A pre-existing condition would be then you calling up your insurance agent and saying, “I’d like to get collision insurance coverage on my car.” And your insurance agent says, “You’ve never had that before, why would you want it now?” And you say, “Well I just had a wreck, it was my fault, and I want the insurance company to pay for the repairs to my car.” And that’s the exact same thing on pre-existing insurance.

Well, sure, it’s the exact same thing except for the fact that it has nothing in common whatsoever. In fact, this is basically a defense of the individual mandate, though Hudgens doesn’t seem to understand that either.

People with pre-existing conditions aren’t folks trying to scam the system. They’re just people who got sick. And Republicans simply have no realistic plan for allowing them access to affordable health care. This is a problem for the GOP, because unlike the $100-a-plate crowd that tittered at Hudgens’ story, most people understand that pre-existing conditions can happen to anyone. That’s why Obamacare’s requirement for community rating—i.e., for insurance companies to cover people with pre-existing conditions at the same price as anyone else—is so popular. What most people don’t quite understand is that this is what produces the rest of Obamacare too.

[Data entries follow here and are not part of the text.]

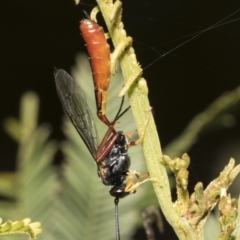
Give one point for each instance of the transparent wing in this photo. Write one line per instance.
(75, 104)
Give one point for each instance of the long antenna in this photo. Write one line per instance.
(116, 200)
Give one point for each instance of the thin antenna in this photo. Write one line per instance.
(116, 200)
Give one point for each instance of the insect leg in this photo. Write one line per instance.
(140, 139)
(106, 144)
(130, 185)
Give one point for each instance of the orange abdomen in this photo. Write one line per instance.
(99, 53)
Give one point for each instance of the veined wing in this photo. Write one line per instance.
(74, 101)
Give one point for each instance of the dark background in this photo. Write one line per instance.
(38, 35)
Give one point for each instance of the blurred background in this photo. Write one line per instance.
(38, 35)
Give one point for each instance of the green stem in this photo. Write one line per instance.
(140, 106)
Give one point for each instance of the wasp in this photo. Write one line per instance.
(111, 155)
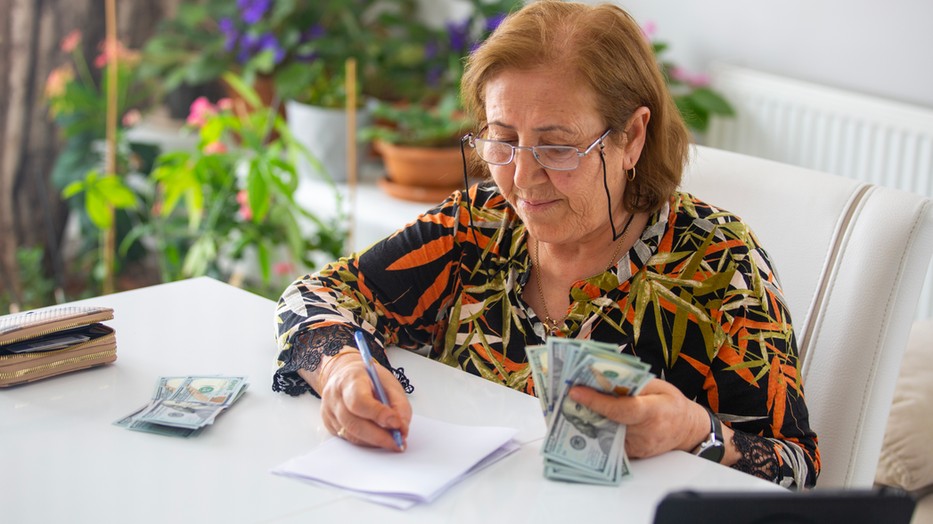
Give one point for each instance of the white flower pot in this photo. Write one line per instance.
(323, 132)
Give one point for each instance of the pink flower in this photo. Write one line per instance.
(58, 80)
(110, 49)
(692, 79)
(215, 148)
(201, 109)
(132, 117)
(242, 198)
(283, 268)
(71, 41)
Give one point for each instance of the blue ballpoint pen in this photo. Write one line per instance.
(377, 385)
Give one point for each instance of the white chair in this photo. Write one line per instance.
(852, 258)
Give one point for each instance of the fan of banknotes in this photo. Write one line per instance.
(582, 445)
(183, 406)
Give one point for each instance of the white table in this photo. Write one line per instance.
(62, 460)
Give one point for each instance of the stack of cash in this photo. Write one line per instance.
(183, 406)
(582, 445)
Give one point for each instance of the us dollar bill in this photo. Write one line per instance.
(582, 445)
(181, 406)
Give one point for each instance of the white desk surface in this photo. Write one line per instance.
(62, 460)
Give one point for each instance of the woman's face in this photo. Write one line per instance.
(547, 107)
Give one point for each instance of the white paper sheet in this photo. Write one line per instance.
(438, 455)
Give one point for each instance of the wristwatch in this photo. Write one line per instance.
(713, 448)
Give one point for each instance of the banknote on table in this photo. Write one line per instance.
(581, 445)
(183, 406)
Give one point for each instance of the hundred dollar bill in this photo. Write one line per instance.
(582, 445)
(182, 406)
(220, 391)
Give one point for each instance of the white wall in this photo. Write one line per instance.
(876, 47)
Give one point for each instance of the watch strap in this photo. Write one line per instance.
(714, 447)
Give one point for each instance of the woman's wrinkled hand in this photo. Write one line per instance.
(660, 418)
(351, 410)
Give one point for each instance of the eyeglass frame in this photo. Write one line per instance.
(471, 139)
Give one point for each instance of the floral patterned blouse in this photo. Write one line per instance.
(696, 297)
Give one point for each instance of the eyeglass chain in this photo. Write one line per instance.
(552, 324)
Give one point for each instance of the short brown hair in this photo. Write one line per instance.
(606, 49)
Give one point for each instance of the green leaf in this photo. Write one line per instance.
(258, 191)
(73, 189)
(265, 266)
(248, 93)
(97, 209)
(116, 192)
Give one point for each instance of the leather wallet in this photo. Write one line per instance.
(46, 342)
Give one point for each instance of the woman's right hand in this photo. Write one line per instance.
(350, 408)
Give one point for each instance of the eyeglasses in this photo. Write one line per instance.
(558, 158)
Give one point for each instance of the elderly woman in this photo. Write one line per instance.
(583, 234)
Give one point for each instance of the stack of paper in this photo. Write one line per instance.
(582, 445)
(438, 455)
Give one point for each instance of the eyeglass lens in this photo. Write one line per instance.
(502, 153)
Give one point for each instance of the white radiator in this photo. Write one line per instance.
(866, 138)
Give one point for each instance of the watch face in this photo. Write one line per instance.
(714, 451)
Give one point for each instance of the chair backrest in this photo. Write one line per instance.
(851, 258)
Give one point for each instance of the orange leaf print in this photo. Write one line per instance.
(422, 256)
(777, 393)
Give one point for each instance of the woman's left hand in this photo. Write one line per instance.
(660, 418)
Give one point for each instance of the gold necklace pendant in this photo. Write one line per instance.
(550, 324)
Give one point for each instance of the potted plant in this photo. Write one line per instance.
(695, 100)
(77, 93)
(229, 205)
(418, 135)
(419, 146)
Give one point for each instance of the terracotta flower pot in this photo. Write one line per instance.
(424, 174)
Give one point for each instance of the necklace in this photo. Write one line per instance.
(551, 324)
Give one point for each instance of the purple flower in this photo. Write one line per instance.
(458, 34)
(230, 33)
(270, 42)
(313, 33)
(252, 11)
(430, 49)
(249, 44)
(434, 76)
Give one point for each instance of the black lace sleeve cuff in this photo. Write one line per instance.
(307, 351)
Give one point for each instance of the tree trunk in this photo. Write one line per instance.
(31, 210)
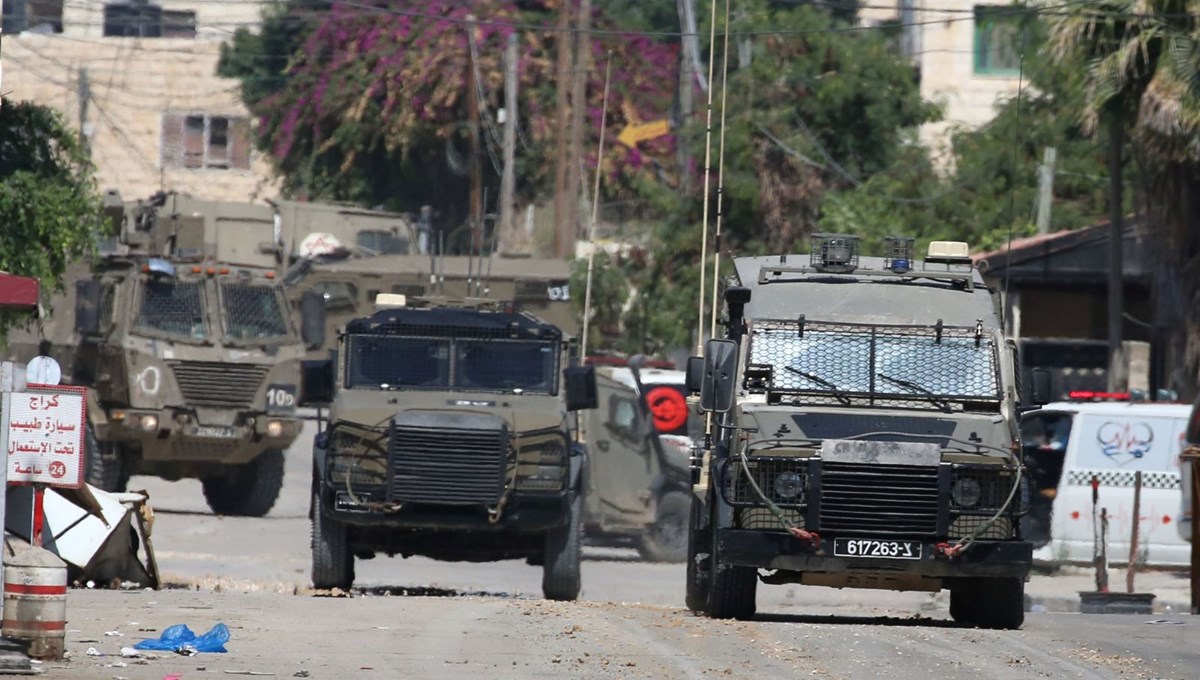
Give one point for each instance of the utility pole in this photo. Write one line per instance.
(508, 180)
(1045, 188)
(684, 104)
(83, 92)
(579, 106)
(477, 173)
(1116, 242)
(562, 83)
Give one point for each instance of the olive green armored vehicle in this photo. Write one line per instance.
(865, 434)
(181, 332)
(450, 435)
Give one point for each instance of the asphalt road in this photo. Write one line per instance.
(424, 619)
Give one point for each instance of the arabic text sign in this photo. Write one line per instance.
(42, 433)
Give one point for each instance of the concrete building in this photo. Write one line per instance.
(138, 80)
(967, 53)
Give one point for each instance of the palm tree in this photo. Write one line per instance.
(1141, 61)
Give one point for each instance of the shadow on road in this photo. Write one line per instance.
(895, 621)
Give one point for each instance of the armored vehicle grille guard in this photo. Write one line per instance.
(873, 499)
(445, 465)
(216, 384)
(901, 366)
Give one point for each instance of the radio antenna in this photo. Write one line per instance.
(708, 172)
(720, 170)
(595, 209)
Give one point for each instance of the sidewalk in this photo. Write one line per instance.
(1060, 591)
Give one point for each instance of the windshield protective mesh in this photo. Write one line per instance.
(172, 307)
(252, 311)
(852, 362)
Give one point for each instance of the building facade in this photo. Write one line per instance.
(138, 80)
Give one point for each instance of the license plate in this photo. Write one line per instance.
(876, 548)
(219, 431)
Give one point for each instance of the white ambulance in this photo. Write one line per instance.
(1071, 445)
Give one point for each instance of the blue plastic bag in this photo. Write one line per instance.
(179, 637)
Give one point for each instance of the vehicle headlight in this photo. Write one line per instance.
(789, 485)
(149, 422)
(966, 492)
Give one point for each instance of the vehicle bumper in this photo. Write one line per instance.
(177, 439)
(521, 512)
(778, 551)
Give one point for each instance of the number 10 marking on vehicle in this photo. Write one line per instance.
(876, 548)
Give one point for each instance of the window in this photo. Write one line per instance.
(205, 142)
(33, 16)
(141, 19)
(997, 44)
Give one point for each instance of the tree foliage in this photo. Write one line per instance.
(48, 203)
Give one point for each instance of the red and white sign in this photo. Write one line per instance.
(42, 432)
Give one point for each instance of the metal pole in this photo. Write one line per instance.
(595, 206)
(1116, 236)
(508, 180)
(1133, 539)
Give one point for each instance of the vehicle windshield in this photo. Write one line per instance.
(172, 307)
(845, 361)
(252, 311)
(454, 363)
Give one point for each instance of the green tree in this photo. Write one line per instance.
(48, 203)
(1143, 78)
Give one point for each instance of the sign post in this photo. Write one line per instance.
(42, 432)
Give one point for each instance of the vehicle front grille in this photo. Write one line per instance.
(215, 384)
(894, 500)
(448, 467)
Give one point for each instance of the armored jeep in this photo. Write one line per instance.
(181, 332)
(865, 434)
(450, 435)
(640, 440)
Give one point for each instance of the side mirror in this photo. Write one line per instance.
(581, 387)
(312, 319)
(316, 381)
(719, 371)
(695, 374)
(88, 301)
(1041, 389)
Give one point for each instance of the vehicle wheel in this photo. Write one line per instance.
(990, 603)
(561, 569)
(699, 563)
(249, 489)
(666, 540)
(333, 564)
(732, 589)
(101, 470)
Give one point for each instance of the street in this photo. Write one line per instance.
(424, 619)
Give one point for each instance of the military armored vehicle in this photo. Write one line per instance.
(640, 440)
(865, 434)
(349, 284)
(181, 332)
(450, 435)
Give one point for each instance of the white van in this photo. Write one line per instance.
(1109, 443)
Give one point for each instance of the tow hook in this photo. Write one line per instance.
(810, 537)
(948, 551)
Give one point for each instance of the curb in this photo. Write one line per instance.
(1059, 605)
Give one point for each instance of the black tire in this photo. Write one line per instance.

If insurance companies have to cover people with pre-existing conditions, they’ll go out of business unless they cover everyone else too. That way the entire insurance pool covers the small number who get seriously sick in any given year. So you have to have an individual mandate. But lots of people can’t afford insurance. So if you have an individual mandate, you have to have subsidies for low-income workers. And with that, you have community rating, the individual mandate, and subsidies. And that’s about 90 percent of what Obamacare is.

It’s one thing to oppose Obamacare. But Republicans have no realistic alternative. They can blather away about tort reform and HSAs forever, but even low-information voters dimly understand that it’s just blather. Either you’re going to cover sick people or you aren’t. And if you do, you’re going to end up with something that has most of the same features of Obamacare. Smarter Republicans understand this perfectly well, which is why they dance around the issue so manically. They know that their plans don’t actually provide health coverage for much of anyone at all. Dimmer Republicans like Hudgens don’t have a clue, so they just tell dumb stories to well-heeled crowds. I’m not really sure which is worse.